Other authors25–28 base their interventions on an PFMT program based on mobile applications or videos, with asynchronous meetings, highlighting that this modality can be a low-cost alternative based on technology that provides good results.

It can be said that PFMT performed during gestation and after delivery is effective for the prevention of SUI and treatment in reducing its symptoms. In addition, there is greater adherence of the participants under close supervision, and no differences were found in the results between group or individual supervision,11,12 demonstrating that both modalities are equally successful, with improvements being found 9 months after childbirth.29

It is worth mentioning that the mixed approaches of individualized follow-up combined with group sessions showed significant improvements in the reduction of SUI.29 However, individualized sessions generate a greater commitment in the participants in the execution of the exercises, which guarantees greater adherence, follow-up control, and a clinically significant increase in the reduction of SUI symptoms and increase in the strength of the periurethral muscles.12–15 In addition, there is a reduction in the prevalence of postpartum SUI after applying an PFMT program with supervision during the gestational period in women11,12,21,29 rather than the application of the same during the postnatal period only.

On the other hand, the lack of adherence to pelvic floor muscle training interventions leads to a high number of dropouts,11,13,14,15,30 so it is suggested that emphasis be placed on fundamental aspects such as patient education, motivation, and adherence.

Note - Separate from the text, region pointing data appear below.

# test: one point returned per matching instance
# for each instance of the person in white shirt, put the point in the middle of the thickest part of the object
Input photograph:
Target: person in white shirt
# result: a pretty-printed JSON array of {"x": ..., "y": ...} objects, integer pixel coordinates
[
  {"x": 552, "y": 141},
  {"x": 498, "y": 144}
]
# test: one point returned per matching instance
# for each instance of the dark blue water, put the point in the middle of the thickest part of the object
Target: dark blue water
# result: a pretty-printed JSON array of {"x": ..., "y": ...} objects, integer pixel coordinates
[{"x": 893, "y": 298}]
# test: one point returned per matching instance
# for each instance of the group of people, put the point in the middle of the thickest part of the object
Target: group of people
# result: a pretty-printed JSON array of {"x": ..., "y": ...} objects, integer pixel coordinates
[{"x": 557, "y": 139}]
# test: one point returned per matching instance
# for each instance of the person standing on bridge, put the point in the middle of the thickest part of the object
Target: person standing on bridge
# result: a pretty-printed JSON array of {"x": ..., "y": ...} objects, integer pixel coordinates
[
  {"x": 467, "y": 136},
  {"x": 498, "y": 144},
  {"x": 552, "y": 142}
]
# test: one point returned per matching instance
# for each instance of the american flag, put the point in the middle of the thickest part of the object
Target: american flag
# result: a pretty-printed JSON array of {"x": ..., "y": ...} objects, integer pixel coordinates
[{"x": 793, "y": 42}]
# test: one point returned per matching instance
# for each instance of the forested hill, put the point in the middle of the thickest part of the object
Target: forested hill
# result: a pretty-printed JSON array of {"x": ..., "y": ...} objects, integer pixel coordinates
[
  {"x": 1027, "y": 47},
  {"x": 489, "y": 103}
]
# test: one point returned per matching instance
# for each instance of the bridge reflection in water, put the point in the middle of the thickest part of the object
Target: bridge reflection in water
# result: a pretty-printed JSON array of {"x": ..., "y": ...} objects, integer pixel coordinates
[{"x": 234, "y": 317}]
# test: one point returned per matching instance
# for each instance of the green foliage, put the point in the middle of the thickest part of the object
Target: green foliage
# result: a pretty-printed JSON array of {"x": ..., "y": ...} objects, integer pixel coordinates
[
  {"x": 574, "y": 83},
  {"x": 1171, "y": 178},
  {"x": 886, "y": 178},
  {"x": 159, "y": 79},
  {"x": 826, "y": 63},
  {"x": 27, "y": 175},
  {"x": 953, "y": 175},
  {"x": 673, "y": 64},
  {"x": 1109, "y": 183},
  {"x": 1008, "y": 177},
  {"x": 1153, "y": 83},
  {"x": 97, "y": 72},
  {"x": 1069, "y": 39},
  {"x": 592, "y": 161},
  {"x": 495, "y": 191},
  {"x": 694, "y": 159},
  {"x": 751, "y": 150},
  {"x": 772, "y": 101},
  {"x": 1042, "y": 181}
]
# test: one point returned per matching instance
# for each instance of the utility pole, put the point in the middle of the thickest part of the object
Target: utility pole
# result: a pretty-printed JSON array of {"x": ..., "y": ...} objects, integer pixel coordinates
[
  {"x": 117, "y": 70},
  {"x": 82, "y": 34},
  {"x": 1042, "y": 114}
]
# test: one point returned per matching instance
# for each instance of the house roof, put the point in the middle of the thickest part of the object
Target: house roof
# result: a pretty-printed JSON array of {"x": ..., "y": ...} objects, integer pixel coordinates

Finally, the PFMT protocols used in the included studies reported no adverse effects, which suggests they are a safe alternative for the prevention of SUI.

Conclusions

This review has found that the application of PFMT early in pregnancy has positive effects on urinary continence after childbirth. The application of protocols that include individualized instruction and adequate follow-up by a physical therapist allows women to increase adherence to pelvic floor training, as well as possibly promoting motivation and awareness for proper performance of these exercises during interventions and at home.

It is not clear what the optimal dose of PFMT is. However, a training protocol that follows the general principles of strength training, emphasizing near-maximal contractions and at least a 6-week training period, emphasizing strenuous intensity training, may be as effective as a 4-month training at moderate intensity. It is important to develop new studies to determine the intensity, time of application, and number of repetitions of each exercise for the prevention of SUI in late pregnancy and postpartum.

Limitations of the study

This systematic review has been based on the best possible evidence through RCTs. Even so, it does have limitations. One of them is the heterogeneity in the study variables: type of delivery, duration of incontinence, associated symptoms. Similarly, a variety of instruments were found to measure the study variables and pelvic floor muscle training regimens in terms of intensity, frequency, time, and duration. Another limitation is the possible biases related to the blinding of the therapist and the patient.

Conflict of interest

The authors have no conflict of interest to declare.